# App problem



## flyersfan (Oct 23, 2015)

So I finally got the app installed. I log in and it asks me to pick my location; I hit continue and it just sits there and spins! Any ideas?


----------



## Shangsta (Aug 15, 2016)

Where are you delivering out of?


----------



## flyersfan (Oct 23, 2015)

Philly suburbs


----------



## Shangsta (Aug 15, 2016)

Are you within a 30 mile radius of any of these?

https://trustfile.avalara.com/resources/amazon-warehouse-locations/


----------



## flyersfan (Oct 23, 2015)

No. that's strange, why would they send me the info to sign up? I heard they are about to open a warehouse in my town.


----------



## Shangsta (Aug 15, 2016)

flyersfan said:


> No. that's strange, why would they send me the info to sign up? I heard they are about to open a warehouse in my town.

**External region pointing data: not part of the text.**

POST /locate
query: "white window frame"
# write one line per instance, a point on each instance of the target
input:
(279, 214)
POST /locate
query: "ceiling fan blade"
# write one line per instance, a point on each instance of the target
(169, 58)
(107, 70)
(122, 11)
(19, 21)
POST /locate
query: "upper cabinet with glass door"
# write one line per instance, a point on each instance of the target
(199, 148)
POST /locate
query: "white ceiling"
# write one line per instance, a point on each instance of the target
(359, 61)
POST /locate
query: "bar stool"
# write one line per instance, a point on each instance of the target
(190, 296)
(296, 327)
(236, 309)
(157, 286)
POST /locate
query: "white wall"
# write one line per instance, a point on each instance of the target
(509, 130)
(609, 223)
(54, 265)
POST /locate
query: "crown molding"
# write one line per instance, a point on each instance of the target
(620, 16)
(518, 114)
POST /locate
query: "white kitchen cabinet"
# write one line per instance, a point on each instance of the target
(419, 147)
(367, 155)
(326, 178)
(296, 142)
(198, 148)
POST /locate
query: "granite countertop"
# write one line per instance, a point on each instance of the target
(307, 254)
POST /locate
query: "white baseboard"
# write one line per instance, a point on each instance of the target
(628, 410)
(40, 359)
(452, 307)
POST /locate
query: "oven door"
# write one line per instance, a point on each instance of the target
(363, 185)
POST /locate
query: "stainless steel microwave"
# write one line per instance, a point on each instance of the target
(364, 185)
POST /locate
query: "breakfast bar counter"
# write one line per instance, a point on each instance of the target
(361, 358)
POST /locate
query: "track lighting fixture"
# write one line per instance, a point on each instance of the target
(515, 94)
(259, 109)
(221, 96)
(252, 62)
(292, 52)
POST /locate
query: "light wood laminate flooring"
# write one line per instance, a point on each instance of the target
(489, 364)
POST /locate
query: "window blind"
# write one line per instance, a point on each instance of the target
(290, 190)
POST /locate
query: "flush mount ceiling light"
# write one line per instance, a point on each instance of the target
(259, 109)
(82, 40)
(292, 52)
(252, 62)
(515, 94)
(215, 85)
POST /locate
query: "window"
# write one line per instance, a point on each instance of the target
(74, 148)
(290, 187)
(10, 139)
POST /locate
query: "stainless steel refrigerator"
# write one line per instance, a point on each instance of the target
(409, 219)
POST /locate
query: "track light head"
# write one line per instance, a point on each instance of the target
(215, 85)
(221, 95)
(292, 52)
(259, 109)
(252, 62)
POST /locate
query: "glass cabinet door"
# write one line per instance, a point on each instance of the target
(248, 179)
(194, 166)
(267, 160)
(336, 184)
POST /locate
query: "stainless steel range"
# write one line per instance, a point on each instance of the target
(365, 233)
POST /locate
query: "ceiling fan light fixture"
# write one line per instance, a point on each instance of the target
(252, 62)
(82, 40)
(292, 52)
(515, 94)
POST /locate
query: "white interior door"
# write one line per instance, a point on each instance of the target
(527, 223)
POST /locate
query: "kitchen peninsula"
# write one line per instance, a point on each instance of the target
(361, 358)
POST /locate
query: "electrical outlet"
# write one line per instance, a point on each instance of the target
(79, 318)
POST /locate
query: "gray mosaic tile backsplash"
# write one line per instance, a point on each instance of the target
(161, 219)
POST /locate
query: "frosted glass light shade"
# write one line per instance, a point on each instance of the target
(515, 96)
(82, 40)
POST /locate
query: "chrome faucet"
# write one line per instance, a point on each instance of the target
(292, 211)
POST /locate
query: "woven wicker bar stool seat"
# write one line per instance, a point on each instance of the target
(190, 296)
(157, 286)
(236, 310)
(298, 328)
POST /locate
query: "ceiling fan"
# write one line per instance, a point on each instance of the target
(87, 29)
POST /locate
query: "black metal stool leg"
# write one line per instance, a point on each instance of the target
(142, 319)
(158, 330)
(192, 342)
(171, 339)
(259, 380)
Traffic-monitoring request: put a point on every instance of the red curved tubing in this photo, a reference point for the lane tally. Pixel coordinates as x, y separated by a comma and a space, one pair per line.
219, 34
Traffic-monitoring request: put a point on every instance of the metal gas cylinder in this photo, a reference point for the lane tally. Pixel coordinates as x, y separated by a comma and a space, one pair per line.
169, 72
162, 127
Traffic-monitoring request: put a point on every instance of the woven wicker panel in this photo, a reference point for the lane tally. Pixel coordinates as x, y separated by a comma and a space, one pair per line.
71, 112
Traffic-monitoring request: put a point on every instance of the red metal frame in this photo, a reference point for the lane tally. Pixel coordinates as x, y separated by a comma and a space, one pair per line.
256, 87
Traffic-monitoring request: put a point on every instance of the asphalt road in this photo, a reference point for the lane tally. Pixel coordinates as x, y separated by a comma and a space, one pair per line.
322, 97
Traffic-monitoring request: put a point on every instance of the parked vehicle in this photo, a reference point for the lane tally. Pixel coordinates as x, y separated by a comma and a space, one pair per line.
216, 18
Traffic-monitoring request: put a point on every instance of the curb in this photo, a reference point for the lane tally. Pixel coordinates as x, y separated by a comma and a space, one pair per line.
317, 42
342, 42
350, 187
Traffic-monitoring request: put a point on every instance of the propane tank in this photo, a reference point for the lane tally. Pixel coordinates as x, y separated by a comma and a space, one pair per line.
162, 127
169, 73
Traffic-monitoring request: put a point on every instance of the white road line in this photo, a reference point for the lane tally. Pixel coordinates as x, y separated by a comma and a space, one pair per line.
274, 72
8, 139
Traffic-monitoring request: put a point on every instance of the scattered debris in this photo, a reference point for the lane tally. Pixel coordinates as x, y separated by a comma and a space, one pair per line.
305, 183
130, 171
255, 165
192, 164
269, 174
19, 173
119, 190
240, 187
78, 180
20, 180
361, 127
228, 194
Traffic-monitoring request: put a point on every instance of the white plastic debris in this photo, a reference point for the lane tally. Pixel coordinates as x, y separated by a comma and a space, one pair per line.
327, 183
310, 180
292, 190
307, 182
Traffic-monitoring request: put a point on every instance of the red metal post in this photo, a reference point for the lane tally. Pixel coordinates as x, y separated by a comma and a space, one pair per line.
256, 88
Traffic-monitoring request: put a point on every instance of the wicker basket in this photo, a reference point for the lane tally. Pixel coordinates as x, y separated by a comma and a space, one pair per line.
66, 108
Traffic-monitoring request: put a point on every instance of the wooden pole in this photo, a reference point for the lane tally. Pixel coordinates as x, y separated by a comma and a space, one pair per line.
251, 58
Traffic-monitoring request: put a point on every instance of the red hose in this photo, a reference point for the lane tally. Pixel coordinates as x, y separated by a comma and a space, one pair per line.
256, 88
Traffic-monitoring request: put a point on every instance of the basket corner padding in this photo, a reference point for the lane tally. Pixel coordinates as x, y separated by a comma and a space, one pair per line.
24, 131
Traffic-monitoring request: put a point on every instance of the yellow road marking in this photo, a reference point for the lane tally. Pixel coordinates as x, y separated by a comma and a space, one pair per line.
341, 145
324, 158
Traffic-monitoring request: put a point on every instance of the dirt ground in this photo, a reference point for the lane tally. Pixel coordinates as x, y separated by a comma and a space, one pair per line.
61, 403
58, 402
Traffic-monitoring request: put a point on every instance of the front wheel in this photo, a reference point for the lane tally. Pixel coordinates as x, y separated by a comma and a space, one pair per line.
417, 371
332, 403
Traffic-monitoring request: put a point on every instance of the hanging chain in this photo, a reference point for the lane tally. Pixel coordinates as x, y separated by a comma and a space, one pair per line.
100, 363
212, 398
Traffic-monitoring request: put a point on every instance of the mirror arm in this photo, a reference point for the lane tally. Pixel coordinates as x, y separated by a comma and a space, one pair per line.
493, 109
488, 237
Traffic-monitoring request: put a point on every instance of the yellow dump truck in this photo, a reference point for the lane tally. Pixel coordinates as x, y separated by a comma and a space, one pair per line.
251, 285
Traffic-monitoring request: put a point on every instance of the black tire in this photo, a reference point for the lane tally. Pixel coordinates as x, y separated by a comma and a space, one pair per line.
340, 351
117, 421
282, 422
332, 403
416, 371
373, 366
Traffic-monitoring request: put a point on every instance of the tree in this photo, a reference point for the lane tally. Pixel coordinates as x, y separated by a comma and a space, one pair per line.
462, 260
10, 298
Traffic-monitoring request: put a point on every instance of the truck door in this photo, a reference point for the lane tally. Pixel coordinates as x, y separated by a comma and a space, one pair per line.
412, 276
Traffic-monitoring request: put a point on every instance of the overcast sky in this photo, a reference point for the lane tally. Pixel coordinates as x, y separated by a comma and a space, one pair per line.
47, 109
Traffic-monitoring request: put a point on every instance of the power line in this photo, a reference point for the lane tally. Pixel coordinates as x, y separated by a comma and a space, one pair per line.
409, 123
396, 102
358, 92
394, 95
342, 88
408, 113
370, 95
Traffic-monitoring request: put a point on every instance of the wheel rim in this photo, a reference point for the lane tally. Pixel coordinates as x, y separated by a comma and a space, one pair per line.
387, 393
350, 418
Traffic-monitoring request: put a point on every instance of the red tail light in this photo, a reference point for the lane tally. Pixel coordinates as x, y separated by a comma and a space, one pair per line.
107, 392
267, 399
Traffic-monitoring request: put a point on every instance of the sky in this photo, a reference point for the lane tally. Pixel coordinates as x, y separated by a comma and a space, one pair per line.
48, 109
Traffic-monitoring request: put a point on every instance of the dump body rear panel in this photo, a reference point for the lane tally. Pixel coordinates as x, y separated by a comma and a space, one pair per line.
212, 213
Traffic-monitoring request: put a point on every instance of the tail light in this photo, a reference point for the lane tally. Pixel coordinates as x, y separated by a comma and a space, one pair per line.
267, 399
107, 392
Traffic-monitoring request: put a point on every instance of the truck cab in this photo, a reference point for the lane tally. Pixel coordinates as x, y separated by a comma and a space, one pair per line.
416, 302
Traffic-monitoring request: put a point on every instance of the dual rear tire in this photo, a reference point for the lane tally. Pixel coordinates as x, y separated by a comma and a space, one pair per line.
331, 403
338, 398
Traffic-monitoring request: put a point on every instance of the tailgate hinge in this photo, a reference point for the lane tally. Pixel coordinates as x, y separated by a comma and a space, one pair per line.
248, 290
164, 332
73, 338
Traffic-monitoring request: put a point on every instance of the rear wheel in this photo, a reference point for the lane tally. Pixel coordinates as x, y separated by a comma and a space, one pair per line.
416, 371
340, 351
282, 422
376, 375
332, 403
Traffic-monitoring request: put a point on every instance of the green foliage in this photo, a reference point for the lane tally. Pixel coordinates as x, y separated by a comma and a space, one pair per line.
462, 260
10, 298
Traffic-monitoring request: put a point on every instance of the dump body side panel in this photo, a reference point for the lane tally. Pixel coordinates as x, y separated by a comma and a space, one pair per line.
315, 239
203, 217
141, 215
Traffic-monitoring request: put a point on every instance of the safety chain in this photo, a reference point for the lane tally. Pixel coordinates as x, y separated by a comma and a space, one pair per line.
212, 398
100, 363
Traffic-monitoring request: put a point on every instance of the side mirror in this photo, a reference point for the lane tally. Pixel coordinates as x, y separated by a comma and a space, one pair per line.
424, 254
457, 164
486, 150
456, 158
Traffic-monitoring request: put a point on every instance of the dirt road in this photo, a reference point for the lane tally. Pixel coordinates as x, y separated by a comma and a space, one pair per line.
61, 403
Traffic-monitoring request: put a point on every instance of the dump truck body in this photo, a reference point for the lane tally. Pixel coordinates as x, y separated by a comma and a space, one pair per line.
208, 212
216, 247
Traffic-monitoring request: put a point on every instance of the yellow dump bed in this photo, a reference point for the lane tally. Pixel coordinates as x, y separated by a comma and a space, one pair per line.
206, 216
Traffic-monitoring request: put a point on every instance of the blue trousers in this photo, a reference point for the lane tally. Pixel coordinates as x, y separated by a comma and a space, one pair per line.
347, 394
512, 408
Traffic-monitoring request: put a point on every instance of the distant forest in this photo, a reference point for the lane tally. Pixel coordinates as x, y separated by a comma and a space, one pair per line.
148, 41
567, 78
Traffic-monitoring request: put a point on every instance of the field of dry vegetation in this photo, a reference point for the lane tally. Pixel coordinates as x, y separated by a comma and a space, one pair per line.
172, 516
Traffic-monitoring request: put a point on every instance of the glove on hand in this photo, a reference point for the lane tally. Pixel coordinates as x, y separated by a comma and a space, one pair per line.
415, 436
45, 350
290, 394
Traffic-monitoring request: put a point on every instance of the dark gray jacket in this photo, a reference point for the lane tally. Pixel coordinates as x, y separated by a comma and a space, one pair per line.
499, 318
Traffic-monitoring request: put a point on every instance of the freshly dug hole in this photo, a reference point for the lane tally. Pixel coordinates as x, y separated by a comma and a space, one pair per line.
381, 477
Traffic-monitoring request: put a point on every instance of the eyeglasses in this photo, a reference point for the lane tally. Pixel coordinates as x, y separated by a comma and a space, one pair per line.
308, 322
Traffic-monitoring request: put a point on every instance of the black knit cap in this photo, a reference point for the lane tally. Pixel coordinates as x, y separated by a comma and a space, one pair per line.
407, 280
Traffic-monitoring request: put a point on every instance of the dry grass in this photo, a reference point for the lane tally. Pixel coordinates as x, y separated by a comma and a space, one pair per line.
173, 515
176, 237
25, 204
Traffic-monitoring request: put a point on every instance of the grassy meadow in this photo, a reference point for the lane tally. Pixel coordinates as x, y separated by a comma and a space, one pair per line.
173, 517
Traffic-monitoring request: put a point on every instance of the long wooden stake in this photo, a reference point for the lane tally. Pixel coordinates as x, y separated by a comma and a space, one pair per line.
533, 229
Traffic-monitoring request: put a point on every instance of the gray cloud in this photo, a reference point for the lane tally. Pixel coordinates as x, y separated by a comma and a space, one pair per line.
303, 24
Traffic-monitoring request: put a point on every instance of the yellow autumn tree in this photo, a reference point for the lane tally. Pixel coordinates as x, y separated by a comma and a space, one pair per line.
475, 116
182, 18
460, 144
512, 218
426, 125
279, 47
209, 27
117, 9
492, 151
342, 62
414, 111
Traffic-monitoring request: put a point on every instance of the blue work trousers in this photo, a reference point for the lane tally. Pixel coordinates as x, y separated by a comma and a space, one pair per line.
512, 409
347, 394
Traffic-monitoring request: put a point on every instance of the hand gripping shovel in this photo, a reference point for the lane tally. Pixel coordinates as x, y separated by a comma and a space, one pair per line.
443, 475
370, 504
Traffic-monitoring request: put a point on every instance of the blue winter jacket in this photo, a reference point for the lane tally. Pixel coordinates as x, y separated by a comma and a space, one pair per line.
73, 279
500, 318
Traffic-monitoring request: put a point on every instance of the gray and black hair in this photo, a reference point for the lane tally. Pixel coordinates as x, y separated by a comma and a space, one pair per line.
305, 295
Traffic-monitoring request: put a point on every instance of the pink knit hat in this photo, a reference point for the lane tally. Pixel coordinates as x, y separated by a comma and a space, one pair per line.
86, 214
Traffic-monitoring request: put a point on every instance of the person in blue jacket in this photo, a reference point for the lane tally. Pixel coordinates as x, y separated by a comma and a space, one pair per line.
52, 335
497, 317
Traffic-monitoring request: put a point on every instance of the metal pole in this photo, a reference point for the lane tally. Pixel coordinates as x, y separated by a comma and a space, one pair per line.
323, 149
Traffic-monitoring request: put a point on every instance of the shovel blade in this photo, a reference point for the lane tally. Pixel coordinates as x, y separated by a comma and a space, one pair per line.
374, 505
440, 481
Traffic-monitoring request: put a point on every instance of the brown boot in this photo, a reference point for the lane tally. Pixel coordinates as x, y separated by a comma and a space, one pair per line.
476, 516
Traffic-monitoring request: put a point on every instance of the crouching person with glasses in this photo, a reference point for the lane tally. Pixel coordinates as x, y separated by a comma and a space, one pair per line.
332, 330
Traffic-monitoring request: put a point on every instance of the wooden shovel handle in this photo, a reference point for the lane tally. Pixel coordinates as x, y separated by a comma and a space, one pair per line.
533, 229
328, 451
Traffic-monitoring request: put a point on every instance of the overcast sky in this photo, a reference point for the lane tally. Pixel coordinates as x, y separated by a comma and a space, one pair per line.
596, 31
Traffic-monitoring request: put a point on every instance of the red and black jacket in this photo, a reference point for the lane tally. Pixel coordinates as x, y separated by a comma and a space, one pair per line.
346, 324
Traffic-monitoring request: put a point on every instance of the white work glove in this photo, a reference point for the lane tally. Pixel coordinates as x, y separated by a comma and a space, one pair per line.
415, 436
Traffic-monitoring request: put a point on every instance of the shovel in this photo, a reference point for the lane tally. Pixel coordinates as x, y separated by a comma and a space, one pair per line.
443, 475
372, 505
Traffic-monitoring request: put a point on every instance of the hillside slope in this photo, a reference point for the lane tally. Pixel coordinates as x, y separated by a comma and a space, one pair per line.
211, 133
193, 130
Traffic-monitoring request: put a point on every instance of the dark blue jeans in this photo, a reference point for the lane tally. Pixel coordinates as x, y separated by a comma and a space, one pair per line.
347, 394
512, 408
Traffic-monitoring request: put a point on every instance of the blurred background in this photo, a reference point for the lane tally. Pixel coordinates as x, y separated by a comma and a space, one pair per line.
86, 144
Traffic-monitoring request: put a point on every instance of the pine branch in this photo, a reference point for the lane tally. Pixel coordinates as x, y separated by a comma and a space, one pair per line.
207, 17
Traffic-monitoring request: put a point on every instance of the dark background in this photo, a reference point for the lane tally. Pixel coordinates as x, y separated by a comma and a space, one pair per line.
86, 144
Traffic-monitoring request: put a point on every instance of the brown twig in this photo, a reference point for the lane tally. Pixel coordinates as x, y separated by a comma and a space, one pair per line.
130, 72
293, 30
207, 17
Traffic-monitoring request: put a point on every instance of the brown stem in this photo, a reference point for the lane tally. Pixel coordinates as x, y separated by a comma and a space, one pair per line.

Thats probably why you cant sign up yet. The warehouses has not opened.


----------



## DivineDriver1 (Oct 9, 2016)

Does anyone have the url for the flex app? The video never showed it so I can't download it


----------



## soypana (Jun 21, 2016)

Shangsta said:


> Are you within a 30 mile radius of any of these?
> 
> https://trustfile.avalara.com/resources/amazon-warehouse-locations/


Seem like that list is outdated. Our warehouse isn't there and it has been opened for over a year.


----------



## Uber48208 (May 4, 2016)

DivineDriver1 said:


> Does anyone have the url for the flex app? The video never showed it so I can't download it


Check your email and visit one of the Q&A sessions, they have the link in there.


----------